Dengan kata lain, wacana poskolonial kadang malah menjadi perangkap yang
menyelubungkan kolonialisme dalam sifat barunya yang halus dan tak kasat
mata.
Smith cukup
beralasan terlebih bila melihat masalah di kawasan Pasifik. Jika Smith lebih
banyak fokus pada studi kasus di Maori, ini bisa dibandingkan dengan karya
Sally Morgan dalam My Place dan
Thomas Keneally dalam The Chant of Jimmie
Blacksmith[2]
yang mengungkap betapa inferiornya orang-orang Aborigin di tengah kehidupan
orang-orang kulit putih di Australia. Dalam narasi-narasi mereka jelas ingin
disampaikan, bahwa sejak James Cook mengkoloni benua Australia, mereka tergusur
dan menjadi liyan (the other) di
tanah airnya sendiri. Sejarah tanah airnya sendiri dibuat oleh orang-orang
kulit putih. Dan di sekolah-sekolah, mereka menjadi para pembacanya. Segala
sifat, ciri, dan identitas orang-orang Aborigin dinarasikan dalam sejarah
buatan orang-orang kulit putih. Dalam kasus di Maori, Smith mengutip kata-kata
sarkastis dari sastrawan Maori, Merata Mita: ”we have a history of people
putting Maori under a microscope in the same way a scientist looks at an
insect. The ones doing the looking are giving themselves the power to define.” (hal.
58).
Maka,
gagasan positional superiority dari
Edward Said, dikatakan Smith amat berguna untuk dapat mengkonseptualisasikan
jalan-jalan pengetahuan dan budaya yang dalam konteks imperialisme sebagian
besar dijadikan sebagai bahan mentah kekuasaan bahkan kekuatan militer untuk
menaklukan tanah koloninya (hal. 58). Dari gagasan Said bisa ditangkap arahnya bagaimana pengetahuan
ditemukan, disadap, dicocokan, dan didistribusikan. Semua ini di/ter-rancang
dalam proses yang terorganisir dan sistematik. Lalu hasil dari itu semua,
bagaimana akhirnya pikiran dikolonisasi. Gagasan Said bagi Smith memang
berfaidah untuk mengurai wacana dekolonialisasi dan menggiring pada bagaimana
”mengkoloni pengetahuan” (colonizing
knowledges) dengan jalan-jalan baru.
Teks secara
tekstual memang bisa abadi sifatnya ketika tertera di kertas-kertas yang
menguning. Tapi, teks secara kontekstual, memiliki sifat yang tidak abadi.

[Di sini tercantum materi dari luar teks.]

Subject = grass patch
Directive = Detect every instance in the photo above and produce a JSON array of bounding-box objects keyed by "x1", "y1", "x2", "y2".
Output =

Sifatnya sangat lentur. Selentur bagaimana para pembuat teks memilih diksi
untuk menandai apa yang diamatinya, maka selentur itu pula para pembaca teks
untuk mendekonstruksi teks. Teks didekonstruksi dengan tujuan untuk menangkap
wacana di balik teks yang telah dibuat pada masa silam. Maka jelas, yang
dihakimi Smith bukanlah sumber-sumber tekstual yang tentu hanya bisa membisu
dalam gulir zaman, hingga tiba saat ada yang menyuarakannya. Tapi, para penyuara
tekslah yang bertanggung-jawab mendedahkan makna-makna di balik teks yang
dikajinya.
Maka itu ”permainan
diskursus” –sebagaimana dimaksudkan Jean-François Lyotard– menjadi hadir dalam wacana-wacana
Smith. Bagi pribumi di Asia, Amerika, Pasifik, dan Afrika, banyak yang tidak
disadari bahwa bentuk-bentuk pengetahuan, sistem klasifikasi, teknologi, dan
kode-kode kehidupan sosial yang direkam rinci sejak abad 17 telah mengkoloni
mental dan pikiran mereka. Dalam konteks pengetahuan Barat, ini disebut sebagai
”new discoveries” yang dikomodifikasi
sebagai arsip kultural dan tubuh dari pengetahuan Barat (hal. 61). Sangat
menarik dua variabel yang dihadirkan Smith, bahwa ”mengkoloni disiplin pengetahuan”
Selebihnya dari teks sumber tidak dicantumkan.